Quem não quiser perder a
compreensão do que está acontecendo deve levar em conta o
seguinte: Lula, Ciro e Serra são
prisioneiros de um paradoxo.
Eles prometem o avanço sem
chutar o atraso. Pregam o novo
abraçados ao velho.
O PT se aproximou do arcaico
por razões de "mercado". Queria
derreter o gelo de suas relações
com a alta finança. Imaginou
que um Lula domesticado seduziria o voto não-petista.
Ciro foi empurrado em direção
ao obsoleto pela legislação eleitoral. Seu partido, o PPS, é um
nanico eleitoral. Sem musculatura congressual, o candidato
entoaria na propaganda eleitoral muito pouco além de um
"meu nome é Ciro".
A falta de vocação para Enéas
justificaria companhias inusitadas, como a de Luiz Antonio
"Carandiru" Fleury. Mas não
explica acertos de Ciro com morubixabas da tribo pefelê. Esses
não lhe rendem um mísero minuto adicional na TV.
Serra renovou a aliança do
PSDB com o antiquado porque o
grão-tucanato avaliou que, sem
a ajuda do cangaço, a USP não
se manteria no Palácio do Planalto. Oito anos de poder não
ajudaram a dissipar a impressão
de que, fora do Sudeste, o "tucanosapiens" é uma criatura ruim
de voto.
De um líder se espera que fixe
padrões morais para os seus liderados. Diante das extravagantes
alianças formadas ao seu redor,
Lula, Ciro e Serra comprometem
a própria capacidade de se firmarem como lideranças éticas.
A despeito das qualidades e da
honestidade de cada um.
A atual campanha representa,
antes de tudo, um marco estético. Os candidatos decretaram o
fim da utopia de uma política altruísta, baseada nos bons sentimentos. A prática, finalmente,
derrota o ideal.
Extinguem-se os últimos antagonismos. Eliminam-se os derradeiros entrechoques. Já não há
nem o protocolar Lula versus
Quércia. O pragmatismo não se
dá mais ao luxo de moralismos e
ideologias.
O pipoqueiro e o ladrão de pipoca se confraternizam à luz do
dia. O pau de galinheiro se harmoniza com o galinheiro. Sacrifica-se o idealismo "imobilista"
em nome de um cinismo "transformador".
O Brasil, que nunca teve políticos de direita, perde também os
que se diziam de esquerda. Resta
o centrão. Amorfo, isotrópico,
inefável. É a redenção triunfal
do "realismo" a FHC. Em meio
ao surto de amnésia, já ninguém
se lembra do que escreveu, disse
ou fez.
Brasília vai se firmando como
templo de um sistema administrativo que gira em torno de privilégios, verbas e empregos. Logo
seremos pentacampeões também em fisiologia.

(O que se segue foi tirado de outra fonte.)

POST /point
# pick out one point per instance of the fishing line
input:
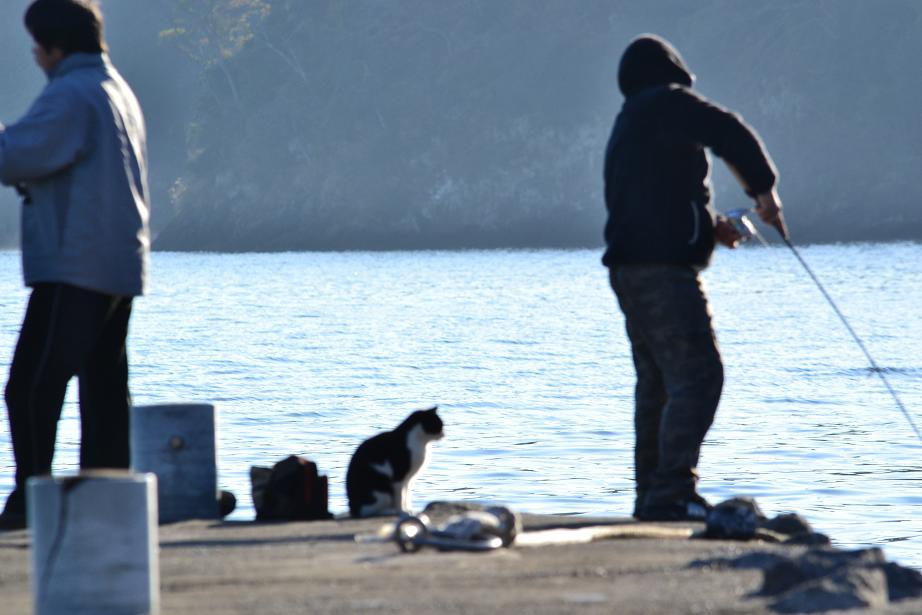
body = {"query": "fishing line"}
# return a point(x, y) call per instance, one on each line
point(738, 218)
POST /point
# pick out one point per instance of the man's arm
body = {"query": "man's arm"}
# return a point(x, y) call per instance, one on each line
point(729, 137)
point(50, 138)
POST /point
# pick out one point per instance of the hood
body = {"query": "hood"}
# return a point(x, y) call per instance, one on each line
point(651, 61)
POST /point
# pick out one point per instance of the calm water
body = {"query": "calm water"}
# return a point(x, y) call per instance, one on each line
point(525, 353)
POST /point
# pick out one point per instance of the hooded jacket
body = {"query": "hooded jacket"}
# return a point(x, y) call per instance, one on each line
point(657, 173)
point(80, 154)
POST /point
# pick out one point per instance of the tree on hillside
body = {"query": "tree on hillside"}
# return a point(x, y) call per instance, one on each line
point(211, 32)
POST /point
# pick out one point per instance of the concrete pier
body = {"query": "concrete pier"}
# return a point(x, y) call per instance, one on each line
point(95, 549)
point(212, 568)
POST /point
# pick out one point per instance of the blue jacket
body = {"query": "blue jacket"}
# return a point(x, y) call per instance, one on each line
point(80, 152)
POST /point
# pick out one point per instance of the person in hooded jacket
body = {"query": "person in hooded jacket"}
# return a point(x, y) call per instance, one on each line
point(660, 234)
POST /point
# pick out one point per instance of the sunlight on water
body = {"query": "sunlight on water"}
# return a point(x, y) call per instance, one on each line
point(525, 353)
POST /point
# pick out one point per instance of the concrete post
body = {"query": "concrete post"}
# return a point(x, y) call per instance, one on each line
point(177, 443)
point(94, 543)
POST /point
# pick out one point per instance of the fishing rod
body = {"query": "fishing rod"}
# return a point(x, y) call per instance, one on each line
point(746, 229)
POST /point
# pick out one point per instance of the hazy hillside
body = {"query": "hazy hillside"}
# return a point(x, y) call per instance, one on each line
point(328, 124)
point(482, 123)
point(164, 79)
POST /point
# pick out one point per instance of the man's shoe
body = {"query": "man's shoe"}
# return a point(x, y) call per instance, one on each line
point(12, 521)
point(694, 508)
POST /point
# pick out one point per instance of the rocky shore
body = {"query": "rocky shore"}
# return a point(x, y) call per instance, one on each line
point(343, 566)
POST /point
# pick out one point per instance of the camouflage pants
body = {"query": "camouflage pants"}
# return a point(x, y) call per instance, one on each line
point(679, 375)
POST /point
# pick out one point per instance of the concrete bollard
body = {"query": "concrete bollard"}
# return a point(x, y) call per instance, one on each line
point(94, 543)
point(177, 443)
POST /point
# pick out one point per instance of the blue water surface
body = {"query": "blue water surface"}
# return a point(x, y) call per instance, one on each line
point(524, 351)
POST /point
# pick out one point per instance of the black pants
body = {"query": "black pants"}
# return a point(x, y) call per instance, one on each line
point(67, 332)
point(679, 375)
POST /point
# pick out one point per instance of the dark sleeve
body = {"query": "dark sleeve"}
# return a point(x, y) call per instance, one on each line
point(728, 136)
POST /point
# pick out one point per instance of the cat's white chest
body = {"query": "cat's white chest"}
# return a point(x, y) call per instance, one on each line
point(418, 445)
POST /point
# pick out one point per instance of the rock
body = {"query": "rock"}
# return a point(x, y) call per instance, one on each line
point(734, 519)
point(848, 588)
point(903, 583)
point(791, 524)
point(787, 573)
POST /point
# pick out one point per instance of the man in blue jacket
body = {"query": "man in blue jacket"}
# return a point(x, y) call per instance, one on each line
point(79, 159)
point(660, 234)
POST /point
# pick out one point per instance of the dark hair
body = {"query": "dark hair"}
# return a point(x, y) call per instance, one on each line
point(73, 26)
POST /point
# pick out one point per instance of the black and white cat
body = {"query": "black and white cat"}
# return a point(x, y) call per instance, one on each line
point(382, 467)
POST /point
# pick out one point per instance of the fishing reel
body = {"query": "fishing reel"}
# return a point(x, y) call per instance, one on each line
point(741, 223)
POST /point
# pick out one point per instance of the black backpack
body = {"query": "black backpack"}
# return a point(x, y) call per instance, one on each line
point(292, 490)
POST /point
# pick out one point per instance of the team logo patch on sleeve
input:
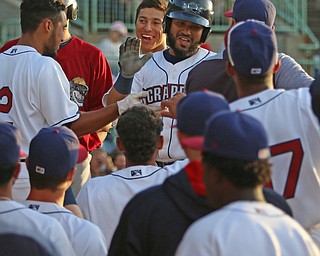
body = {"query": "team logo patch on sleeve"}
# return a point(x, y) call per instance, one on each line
point(78, 90)
point(135, 173)
point(34, 206)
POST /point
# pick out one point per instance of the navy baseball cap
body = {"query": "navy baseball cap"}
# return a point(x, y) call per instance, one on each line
point(10, 143)
point(54, 151)
point(262, 10)
point(233, 135)
point(252, 47)
point(194, 110)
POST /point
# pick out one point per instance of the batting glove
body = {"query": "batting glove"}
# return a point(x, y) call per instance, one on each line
point(129, 57)
point(130, 101)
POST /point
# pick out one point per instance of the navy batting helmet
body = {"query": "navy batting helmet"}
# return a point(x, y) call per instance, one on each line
point(196, 11)
point(72, 9)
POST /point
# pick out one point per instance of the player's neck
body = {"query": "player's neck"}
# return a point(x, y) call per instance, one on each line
point(130, 163)
point(47, 195)
point(240, 194)
point(6, 192)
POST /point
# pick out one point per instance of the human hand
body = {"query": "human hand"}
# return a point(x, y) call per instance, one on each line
point(169, 106)
point(129, 57)
point(130, 101)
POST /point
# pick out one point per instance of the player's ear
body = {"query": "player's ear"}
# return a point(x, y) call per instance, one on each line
point(230, 69)
point(119, 144)
point(16, 171)
point(71, 174)
point(47, 24)
point(277, 66)
point(160, 142)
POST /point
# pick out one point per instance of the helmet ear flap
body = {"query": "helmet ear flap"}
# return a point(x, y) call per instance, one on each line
point(206, 32)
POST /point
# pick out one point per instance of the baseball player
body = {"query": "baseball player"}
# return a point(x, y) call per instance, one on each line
point(149, 25)
point(35, 91)
point(234, 173)
point(53, 155)
point(292, 127)
point(89, 75)
point(187, 24)
point(102, 199)
point(289, 76)
point(16, 214)
point(147, 221)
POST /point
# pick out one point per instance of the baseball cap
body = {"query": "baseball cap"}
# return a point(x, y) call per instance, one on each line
point(54, 151)
point(262, 10)
point(194, 110)
point(120, 27)
point(10, 142)
point(233, 135)
point(252, 47)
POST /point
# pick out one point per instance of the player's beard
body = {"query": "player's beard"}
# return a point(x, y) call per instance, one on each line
point(179, 52)
point(49, 49)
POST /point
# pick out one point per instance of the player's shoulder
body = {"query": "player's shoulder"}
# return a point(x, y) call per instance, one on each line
point(146, 201)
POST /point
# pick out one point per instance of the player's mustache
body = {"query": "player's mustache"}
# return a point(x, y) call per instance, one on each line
point(184, 35)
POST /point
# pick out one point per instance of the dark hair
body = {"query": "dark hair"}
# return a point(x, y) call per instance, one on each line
point(33, 12)
point(240, 173)
point(160, 5)
point(6, 172)
point(139, 131)
point(40, 181)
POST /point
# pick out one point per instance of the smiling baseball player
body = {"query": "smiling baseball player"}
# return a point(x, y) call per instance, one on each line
point(187, 24)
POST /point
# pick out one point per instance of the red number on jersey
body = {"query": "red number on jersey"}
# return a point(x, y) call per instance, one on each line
point(5, 93)
point(295, 147)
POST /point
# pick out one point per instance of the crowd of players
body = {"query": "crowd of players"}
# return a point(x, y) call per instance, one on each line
point(221, 148)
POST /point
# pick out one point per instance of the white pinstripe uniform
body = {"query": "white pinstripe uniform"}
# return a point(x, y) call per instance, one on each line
point(294, 137)
point(162, 79)
point(20, 216)
point(103, 199)
point(85, 237)
point(35, 94)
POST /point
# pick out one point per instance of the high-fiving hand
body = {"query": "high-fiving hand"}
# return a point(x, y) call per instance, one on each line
point(130, 61)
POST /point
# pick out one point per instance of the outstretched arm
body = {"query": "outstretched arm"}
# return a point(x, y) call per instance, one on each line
point(130, 63)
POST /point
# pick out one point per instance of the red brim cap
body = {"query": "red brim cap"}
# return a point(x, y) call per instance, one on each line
point(193, 142)
point(83, 154)
point(228, 14)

Tancredo teve a ventura de
morrer antes de pôr em prática a
armadilha que engendrou. Herdeiro dos acordos, Sarney hon-
rou-os gostosamente. Collor renovou-os. Itamar preservou-os.

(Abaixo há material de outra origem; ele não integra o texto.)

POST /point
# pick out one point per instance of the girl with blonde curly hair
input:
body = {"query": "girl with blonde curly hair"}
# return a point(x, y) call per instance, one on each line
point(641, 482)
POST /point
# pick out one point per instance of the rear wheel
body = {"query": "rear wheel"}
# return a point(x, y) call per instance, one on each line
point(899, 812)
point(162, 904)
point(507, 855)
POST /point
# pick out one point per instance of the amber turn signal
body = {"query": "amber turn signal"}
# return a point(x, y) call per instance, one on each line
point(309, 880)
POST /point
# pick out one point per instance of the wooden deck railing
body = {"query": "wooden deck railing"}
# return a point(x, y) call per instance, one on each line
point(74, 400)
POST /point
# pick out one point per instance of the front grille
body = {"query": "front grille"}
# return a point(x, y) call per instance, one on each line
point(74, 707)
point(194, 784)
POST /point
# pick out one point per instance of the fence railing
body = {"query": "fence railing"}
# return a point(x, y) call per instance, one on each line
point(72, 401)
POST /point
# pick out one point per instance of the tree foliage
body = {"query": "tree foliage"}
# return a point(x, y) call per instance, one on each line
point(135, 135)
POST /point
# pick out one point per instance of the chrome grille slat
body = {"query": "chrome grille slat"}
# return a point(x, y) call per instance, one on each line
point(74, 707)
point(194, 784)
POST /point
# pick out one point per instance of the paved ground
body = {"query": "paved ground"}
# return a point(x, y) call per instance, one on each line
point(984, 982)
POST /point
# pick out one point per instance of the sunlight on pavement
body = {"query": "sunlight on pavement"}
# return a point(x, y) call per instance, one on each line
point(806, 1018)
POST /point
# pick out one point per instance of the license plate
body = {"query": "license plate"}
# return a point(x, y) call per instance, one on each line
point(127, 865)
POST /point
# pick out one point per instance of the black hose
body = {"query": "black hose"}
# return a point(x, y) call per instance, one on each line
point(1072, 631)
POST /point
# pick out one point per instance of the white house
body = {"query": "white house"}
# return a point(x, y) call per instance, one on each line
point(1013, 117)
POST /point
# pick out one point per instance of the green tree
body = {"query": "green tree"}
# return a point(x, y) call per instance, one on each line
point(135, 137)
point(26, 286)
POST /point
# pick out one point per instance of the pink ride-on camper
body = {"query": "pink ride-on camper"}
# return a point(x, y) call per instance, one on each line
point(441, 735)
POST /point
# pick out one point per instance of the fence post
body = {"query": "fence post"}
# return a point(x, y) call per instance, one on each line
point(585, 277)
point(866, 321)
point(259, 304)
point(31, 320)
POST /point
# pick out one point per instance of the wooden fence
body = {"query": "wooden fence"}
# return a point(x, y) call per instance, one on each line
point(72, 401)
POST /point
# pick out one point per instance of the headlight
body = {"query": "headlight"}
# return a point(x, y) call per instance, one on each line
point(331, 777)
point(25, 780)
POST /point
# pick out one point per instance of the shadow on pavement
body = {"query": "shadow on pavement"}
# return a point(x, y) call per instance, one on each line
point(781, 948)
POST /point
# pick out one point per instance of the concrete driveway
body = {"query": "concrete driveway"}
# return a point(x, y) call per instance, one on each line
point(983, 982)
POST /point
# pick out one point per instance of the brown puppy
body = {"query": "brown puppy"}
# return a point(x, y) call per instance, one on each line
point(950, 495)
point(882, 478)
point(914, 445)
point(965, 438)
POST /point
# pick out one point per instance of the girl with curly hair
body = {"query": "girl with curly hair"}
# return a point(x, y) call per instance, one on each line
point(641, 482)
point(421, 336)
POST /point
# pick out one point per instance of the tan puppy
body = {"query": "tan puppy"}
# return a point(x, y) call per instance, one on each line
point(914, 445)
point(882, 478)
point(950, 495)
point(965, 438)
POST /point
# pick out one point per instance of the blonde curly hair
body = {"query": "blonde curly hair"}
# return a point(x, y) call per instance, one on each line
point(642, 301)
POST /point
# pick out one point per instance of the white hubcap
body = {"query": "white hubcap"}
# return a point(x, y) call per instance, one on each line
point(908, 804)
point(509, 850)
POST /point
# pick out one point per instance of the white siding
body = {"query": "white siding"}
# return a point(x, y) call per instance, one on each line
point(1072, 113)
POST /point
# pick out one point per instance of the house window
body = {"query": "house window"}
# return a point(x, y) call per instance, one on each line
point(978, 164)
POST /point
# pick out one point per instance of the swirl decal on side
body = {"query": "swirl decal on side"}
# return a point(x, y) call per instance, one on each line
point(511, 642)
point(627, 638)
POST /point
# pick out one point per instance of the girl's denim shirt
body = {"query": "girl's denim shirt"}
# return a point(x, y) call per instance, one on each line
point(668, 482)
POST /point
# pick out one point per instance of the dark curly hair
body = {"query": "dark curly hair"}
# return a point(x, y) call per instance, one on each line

FHC vestiu-os com traje intelectual, situando-os em algum lugar entre as duas éticas de Max
Weber, a da convicção e a da responsabilidade.
Diz-se que, eleito, o novo presidente, menos inepto que Sarney,
mais honesto que Collor, menos
transitório que Itamar, mais firme que FHC, teria autoridade
para deter a sanha fisiológica
dos aliados. Doce ilusão.
O calor de urnas recém-abertas normalmente confere ao eleito uma aparência de super-homem. Porém, ao descer das nuvens da consagração para o chão
escorregadio do dia-a-dia administrativo, o novo presidente descobre que seu poder tende a se
dissipar nos desvãos da imensa
máquina do Estado. Em poucos
meses, ele se vê como que governado pelas circunstâncias.

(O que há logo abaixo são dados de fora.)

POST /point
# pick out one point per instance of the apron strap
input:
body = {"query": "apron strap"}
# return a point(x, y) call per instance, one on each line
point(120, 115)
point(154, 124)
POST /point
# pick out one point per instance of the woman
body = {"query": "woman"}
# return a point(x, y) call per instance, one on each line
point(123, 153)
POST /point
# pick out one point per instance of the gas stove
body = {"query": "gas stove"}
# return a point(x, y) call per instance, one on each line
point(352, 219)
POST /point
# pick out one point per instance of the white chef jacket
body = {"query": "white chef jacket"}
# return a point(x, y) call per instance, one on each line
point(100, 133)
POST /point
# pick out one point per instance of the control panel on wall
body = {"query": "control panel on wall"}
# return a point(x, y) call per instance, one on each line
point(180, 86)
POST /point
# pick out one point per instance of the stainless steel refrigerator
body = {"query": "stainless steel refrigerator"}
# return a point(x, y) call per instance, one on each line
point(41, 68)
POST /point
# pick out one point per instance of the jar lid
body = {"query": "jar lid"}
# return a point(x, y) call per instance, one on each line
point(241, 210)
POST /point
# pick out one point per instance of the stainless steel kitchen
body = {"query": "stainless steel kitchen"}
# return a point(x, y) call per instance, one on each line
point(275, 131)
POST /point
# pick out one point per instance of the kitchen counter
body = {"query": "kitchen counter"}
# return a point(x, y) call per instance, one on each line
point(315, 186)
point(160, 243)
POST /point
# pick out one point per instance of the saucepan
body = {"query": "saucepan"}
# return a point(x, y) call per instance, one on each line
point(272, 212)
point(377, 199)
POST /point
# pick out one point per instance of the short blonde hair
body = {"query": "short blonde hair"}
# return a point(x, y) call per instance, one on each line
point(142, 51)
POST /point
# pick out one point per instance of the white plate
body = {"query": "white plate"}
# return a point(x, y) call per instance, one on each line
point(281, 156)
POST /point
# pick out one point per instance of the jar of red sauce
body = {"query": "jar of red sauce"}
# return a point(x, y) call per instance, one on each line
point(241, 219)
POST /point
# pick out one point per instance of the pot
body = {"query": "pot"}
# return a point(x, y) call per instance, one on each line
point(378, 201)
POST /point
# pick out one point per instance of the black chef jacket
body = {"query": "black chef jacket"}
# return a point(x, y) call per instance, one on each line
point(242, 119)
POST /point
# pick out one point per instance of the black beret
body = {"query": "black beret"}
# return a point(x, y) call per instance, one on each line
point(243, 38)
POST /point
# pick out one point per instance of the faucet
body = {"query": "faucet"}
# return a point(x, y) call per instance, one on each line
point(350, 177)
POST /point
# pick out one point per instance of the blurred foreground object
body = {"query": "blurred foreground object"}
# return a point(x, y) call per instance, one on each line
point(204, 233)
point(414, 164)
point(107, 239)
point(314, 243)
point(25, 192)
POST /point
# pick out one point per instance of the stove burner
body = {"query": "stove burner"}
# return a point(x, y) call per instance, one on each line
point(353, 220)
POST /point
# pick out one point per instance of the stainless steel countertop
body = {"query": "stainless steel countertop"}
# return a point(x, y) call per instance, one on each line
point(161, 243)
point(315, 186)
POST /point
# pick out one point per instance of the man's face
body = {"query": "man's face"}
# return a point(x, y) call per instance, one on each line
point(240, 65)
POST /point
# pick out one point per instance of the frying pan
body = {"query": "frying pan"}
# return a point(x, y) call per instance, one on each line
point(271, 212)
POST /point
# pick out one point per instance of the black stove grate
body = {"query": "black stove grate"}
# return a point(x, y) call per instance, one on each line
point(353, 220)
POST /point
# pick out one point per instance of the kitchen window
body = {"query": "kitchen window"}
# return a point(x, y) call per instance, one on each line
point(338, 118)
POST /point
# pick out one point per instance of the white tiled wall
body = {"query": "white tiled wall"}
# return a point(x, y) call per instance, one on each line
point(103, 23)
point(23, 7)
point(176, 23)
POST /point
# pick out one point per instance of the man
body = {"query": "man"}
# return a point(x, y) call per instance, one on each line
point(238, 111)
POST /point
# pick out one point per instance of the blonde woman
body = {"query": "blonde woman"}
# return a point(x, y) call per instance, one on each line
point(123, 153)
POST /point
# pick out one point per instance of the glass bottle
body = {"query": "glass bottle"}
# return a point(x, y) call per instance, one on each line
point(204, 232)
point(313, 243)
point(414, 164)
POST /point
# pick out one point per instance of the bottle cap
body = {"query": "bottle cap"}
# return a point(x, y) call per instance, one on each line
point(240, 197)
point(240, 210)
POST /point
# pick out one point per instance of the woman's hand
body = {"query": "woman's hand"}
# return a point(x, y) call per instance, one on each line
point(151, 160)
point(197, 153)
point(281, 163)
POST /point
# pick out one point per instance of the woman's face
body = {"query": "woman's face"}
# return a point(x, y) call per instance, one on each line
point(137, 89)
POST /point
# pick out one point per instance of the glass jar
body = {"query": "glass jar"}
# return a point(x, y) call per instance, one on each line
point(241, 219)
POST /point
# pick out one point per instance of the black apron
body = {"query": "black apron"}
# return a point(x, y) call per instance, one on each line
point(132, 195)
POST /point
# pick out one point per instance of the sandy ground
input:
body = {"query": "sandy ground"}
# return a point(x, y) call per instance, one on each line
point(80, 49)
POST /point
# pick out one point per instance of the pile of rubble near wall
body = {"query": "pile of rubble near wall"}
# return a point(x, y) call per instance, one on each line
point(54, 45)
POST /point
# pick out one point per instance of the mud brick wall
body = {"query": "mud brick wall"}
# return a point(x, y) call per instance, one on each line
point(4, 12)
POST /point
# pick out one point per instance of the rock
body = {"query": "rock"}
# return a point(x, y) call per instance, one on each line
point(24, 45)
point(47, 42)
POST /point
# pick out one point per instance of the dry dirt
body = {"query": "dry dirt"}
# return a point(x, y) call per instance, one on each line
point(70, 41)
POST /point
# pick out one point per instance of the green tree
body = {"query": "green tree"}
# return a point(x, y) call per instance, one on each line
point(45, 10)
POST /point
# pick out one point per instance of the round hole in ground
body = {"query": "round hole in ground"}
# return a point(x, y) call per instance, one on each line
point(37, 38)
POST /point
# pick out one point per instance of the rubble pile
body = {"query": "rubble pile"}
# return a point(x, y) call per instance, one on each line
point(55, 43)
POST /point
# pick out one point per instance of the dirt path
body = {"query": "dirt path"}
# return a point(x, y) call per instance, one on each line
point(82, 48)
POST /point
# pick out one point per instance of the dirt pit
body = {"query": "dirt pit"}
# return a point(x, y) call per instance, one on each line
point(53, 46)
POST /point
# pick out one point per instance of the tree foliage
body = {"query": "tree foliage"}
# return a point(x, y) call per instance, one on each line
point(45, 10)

Sarney disse, certa vez, que "o
presidente é como um dom José
1º, acampado no Palácio de Belém, em meio ao terremoto de
Lisboa". Um terremoto que por
certo será amplificado em 2003
pelo legado de desequilíbrio econômico de FHC.
Manietado por um cenário internacional de crise que projeta
uma recessão planetária de dimensões históricas, o novo presidente será compelido a desfiar
um rosário de desculpas para as
promessas que não conseguirá
honrar. Será então apresentado
aos dissabores da impopularidade. E sentirá a faca da fisiologia
a roçar-lhe a jugular.
Devagarinho, o fisiologismo
vai deixando de ser percebido
como parte do sistema. Passa a
ser entendido como o próprio sistema. Tão integrado ao cenário
brasiliense quanto as curvas da
arquitetura de Niemeyer.
Impossível antecipar o nome
do novo gerente do velho condomínio de interesses. Mas, passado o ritual da eleição, vença Lula, Ciro ou Serra, convém chamar de volta à capital a cantora
Ivete Sangalo. Vai rolar a festa.
Ah, vai rolar.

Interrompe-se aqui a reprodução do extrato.